Saturday, April 08, 2017

Ate Beaver For Lent

Bootleggin' BBQ Tavern, only a few blocks walk from our apartment, has an amusing treat available during Lent: beaver meat.

According to the Scientific American, when Catholicism came into contact with the new world they declared beaver a fish to accommodate local tastes.

"So in the 17th century, the Bishop of Quebec approached his superiors in the Church and asked whether his flock would be permitted to eat beaver meat on Fridays during Lent, despite the fact that meat-eating was forbidden. Since the semi-aquatic rodent was a skilled swimmer, the Church declared that the beaver was a fish. Being a fish, beaver barbeques were permitted throughout Lent. Problem solved!

The Church, by the way, also classified another semi-aquatic rodent, the capybara, as a fish for dietary purposes. The critter, the largest rodent in the world, is commonly eaten during Lent in Venezuela. "It's delicious," one restaurant owner told the New York Sun in 2005. "I know it's a rat, but it tastes really good.""

Looks like I'm going to have to find a capybara dealer for next year.








The taste didn't exactly change my life.


NPR reports that something similar is going on with another weird animal to the north: muskrat.

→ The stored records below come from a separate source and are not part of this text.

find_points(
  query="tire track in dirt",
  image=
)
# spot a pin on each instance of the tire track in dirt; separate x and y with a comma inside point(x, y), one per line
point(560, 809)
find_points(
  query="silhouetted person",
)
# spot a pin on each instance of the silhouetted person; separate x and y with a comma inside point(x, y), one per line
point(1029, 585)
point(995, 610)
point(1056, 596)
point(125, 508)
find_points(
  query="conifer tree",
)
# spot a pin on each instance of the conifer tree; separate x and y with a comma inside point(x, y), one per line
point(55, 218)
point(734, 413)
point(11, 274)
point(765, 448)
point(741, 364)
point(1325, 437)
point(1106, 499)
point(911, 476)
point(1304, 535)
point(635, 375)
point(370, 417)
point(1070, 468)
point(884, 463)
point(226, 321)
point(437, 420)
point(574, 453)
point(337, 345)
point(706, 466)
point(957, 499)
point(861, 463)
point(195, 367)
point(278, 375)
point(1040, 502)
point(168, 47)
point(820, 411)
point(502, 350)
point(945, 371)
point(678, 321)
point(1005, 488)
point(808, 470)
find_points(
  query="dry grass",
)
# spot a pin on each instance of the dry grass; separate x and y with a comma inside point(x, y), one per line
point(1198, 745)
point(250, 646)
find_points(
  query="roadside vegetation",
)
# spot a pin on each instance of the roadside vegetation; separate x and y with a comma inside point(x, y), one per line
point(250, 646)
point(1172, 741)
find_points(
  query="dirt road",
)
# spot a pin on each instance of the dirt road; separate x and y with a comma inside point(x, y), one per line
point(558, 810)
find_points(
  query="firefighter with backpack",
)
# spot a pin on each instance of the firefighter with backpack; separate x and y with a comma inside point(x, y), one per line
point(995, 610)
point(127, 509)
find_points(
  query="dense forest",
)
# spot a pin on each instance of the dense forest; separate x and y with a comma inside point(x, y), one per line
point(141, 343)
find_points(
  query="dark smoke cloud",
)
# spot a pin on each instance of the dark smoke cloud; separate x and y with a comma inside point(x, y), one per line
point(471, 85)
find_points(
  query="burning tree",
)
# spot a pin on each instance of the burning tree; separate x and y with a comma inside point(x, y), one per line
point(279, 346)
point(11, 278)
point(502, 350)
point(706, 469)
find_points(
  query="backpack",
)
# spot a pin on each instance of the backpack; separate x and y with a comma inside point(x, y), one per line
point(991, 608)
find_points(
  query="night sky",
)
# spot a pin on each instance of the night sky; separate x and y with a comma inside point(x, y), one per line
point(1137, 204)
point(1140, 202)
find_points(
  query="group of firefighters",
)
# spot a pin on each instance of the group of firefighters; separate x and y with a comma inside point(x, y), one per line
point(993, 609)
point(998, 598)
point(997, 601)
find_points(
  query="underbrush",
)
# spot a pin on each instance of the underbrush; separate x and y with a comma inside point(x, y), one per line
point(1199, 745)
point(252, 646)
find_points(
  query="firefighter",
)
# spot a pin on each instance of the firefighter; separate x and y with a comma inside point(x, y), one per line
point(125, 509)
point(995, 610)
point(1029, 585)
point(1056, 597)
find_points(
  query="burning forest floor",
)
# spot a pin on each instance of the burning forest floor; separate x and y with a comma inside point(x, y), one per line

"In other parts of the country, it's been a longstanding habit to eat water-dwelling mammals during Lent. Muskrats are traditional in parts of the mid-Atlantic, for instance. The Southern Grille in Ellendale, Del., is serving muskrat during this Lenten season.

The dish is quite common in parts of Michigan. This time of year, lots of churches and social clubs host muskrat dinners — so many that the local stock has been partially depleted: Muskrats are being shipped in from Ohio."